Maier U, Simak R, Neuhold N
Department of Urology, University of Vienna, Austria.
J Clin Pathol. 1995 Apr;48(4):314-7. doi: 10.1136/jcp.48.4.314.
To analyse the diagnostic value of cytological examination compared with histological findings in a large series of patients (n = 615) with tumours of the urinary tract epithelium.
Cytological examinations (n = 785) after bladder washing and exfoliative cytology were retrospectively compared and correlated with histological findings. In addition, 1527 bladder washings were obtained during follow up of patients after transurethral resection of bladder tumours.

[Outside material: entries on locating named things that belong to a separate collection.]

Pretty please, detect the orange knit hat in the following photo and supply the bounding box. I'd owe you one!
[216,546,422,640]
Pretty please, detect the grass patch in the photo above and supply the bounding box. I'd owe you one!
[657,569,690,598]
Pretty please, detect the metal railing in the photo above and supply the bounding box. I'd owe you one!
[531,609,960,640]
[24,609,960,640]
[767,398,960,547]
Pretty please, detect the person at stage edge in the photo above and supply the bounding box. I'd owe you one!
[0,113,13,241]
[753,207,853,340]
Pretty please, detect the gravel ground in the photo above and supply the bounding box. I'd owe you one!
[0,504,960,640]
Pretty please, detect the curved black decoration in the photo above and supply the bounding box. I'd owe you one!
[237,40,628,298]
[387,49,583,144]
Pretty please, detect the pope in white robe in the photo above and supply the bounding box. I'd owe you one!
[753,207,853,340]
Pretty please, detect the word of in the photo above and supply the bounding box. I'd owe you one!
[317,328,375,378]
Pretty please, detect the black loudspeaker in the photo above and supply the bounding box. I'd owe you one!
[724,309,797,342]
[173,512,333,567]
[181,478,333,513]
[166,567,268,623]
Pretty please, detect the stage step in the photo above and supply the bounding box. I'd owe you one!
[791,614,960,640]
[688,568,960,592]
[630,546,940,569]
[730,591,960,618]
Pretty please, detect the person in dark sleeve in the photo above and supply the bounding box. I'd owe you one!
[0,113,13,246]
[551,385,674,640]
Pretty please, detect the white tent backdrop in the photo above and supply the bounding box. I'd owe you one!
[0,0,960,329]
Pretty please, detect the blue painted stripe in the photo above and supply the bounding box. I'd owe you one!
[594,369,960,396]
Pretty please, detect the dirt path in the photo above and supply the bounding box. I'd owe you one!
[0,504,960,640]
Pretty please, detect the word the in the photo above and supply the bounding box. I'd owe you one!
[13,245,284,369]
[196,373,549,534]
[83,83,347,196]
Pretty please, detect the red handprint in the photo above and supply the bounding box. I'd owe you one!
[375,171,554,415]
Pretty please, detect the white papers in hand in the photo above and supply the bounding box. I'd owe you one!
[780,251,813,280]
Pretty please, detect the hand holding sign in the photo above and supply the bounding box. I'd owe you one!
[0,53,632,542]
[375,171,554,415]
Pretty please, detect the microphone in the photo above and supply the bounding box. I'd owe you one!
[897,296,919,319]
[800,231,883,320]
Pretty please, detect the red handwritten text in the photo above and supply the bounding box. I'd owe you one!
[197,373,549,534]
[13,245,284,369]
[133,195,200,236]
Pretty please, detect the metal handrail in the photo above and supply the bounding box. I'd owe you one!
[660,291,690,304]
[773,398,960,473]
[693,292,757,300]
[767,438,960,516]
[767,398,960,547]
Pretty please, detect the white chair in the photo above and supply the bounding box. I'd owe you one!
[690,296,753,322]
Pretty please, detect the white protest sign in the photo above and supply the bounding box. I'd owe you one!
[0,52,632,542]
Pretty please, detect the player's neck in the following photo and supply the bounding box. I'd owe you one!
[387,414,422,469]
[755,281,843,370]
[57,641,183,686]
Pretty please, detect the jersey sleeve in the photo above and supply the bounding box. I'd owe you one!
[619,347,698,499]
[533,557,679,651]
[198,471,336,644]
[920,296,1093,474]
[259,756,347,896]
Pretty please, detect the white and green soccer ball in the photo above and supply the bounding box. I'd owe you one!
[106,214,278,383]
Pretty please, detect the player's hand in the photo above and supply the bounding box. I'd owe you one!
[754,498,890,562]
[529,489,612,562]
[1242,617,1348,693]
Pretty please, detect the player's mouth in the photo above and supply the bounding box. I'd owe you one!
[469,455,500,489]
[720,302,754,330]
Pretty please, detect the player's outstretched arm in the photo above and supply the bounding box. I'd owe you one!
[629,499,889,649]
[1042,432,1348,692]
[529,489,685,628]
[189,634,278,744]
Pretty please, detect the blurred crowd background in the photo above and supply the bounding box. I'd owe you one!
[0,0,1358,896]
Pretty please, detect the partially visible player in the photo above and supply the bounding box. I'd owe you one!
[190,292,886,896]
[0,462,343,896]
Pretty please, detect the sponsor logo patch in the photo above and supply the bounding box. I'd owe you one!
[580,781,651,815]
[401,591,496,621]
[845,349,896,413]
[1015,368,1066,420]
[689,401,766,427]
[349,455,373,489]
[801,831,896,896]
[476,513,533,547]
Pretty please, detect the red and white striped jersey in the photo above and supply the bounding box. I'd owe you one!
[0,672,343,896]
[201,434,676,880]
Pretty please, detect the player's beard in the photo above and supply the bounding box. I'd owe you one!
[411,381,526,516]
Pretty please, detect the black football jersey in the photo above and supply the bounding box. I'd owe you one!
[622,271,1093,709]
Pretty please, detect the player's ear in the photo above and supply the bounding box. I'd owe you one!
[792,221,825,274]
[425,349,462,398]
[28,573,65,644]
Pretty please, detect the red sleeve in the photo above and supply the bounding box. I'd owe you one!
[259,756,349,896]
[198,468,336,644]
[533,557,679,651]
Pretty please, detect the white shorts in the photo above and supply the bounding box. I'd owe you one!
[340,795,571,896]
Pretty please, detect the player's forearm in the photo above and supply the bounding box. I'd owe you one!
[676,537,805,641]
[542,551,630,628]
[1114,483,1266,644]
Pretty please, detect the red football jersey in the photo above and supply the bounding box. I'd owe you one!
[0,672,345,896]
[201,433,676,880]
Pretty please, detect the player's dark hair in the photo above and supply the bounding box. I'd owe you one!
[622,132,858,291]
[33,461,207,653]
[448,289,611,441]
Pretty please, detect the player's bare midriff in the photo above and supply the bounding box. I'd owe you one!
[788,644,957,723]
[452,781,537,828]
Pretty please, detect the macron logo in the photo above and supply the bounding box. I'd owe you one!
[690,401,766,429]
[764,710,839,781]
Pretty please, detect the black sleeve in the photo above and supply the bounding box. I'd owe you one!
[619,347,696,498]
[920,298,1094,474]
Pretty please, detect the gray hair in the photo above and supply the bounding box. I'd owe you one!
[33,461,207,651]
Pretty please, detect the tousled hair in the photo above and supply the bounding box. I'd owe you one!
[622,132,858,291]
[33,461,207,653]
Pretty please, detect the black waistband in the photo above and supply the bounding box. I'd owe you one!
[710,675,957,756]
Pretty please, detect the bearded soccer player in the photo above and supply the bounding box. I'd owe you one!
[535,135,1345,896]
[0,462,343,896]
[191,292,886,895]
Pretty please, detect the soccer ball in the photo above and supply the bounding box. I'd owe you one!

Cytology in bladder washings (overall diagnostic accuracy 66%) provides considerably more information that exfoliative cytology (overall accuracy 49%). Cytological examinations (n = 1125) in patients with bladder tumours receiving intravesical cytostatic drugs (for example, mitomycin C) yielded suspicious or positive results in 28% of patients, without being confirmed by endoscopy during follow up.
Our results illustrate two major drawbacks of urinary cytology. First, a high rate of false positive results in patients on intravesical chemotherapy. Second, a high rate of false negative results in highly differentiated carcinomas, stressing the need for additional diagnostic tests such as staining with monoclonal antibodies directed against tumour antigens or assessment of ploidy.
分析细胞学检查与组织学检查结果相比,在大量(n = 615)尿路移行上皮肿瘤患者中的诊断价值。
回顾性比较膀胱冲洗后的细胞学检查(n = 785)和脱落细胞学检查,并将其与组织学检查结果进行关联分析。此外,在经尿道膀胱肿瘤切除术后的患者随访期间,共获取了1527次膀胱冲洗样本。
膀胱冲洗液细胞学检查(总体诊断准确率66%)提供的信息比脱落细胞学检查(总体准确率49%)多得多。接受膀胱内化疗药物(如丝裂霉素C)的膀胱肿瘤患者的细胞学检查(n = 1125)中,28%的患者结果可疑或呈阳性,但随访期间未得到内镜检查的证实。
我们的结果说明了尿细胞学检查的两个主要缺点。第一,膀胱内化疗患者的假阳性结果率较高。第二,高分化癌的假阴性结果率较高,这强调了需要进行额外的诊断测试,如使用针对肿瘤抗原的单克隆抗体染色或评估倍性。